Frontiers in Bioscience-Landmark (FBL) is published by IMR Press from Volume 26 Issue 5 (2021). Previous articles were published by another publisher on a subscription basis, and they are hosted by IMR Press on imrpress.com as a courtesy and upon agreement with Frontiers in Bioscience.
Academic Editor: Joseph Holoshitz
Dendritic cells are the most potent subset of antigen presenting cells. They are derived from bone marrow stem cells and reside in peripheral tissues or blood. Upon exposure to antigens and cytokines the peripheral DC s, express high amounts of peptide-MHC, and upregulate their costimulatory molecules, migrate to draining lymph nodes, and interact with T cells to stimulate or tolerize them. Dendritic cells have been found in synovium and joint fluid in rheumatoid arthritis, often at the center of a cluster of T cells.
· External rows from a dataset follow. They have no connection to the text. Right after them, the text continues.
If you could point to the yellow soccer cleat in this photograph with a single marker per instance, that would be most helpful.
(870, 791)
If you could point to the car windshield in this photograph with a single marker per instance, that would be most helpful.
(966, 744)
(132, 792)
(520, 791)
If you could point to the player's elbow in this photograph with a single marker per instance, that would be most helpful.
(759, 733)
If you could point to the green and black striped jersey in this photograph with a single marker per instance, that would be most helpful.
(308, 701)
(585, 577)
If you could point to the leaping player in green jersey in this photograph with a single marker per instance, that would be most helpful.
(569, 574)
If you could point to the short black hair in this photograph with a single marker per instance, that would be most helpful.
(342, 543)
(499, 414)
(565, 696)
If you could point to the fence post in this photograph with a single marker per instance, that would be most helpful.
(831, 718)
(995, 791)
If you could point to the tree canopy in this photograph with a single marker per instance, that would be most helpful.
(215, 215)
These DC s express MHC II, the costimulatory molecules CD40, CD80, CD86, adhesion molecules such as DC-SIGN and chemokine receptors such as CCR7. DC s can polarize T cells into Th1 or Th2 phenotypes depending on the cytokine environment. Th1 responses are initiated in context of IL-12 and IL-23. The cytokine milieu of the RA synovium promotes DC differentiation and function that could lead to autoantigen presentation to T cells. Dendritic cells may be central to the pathogenesis of RA and could also be logical targets for treatment. DC s themselves could be used to deliver therapeutic gene products in autoimmune disease. DC s genetically modified to express IL-4 have been used to treat or prevent collagen arthritis in mice.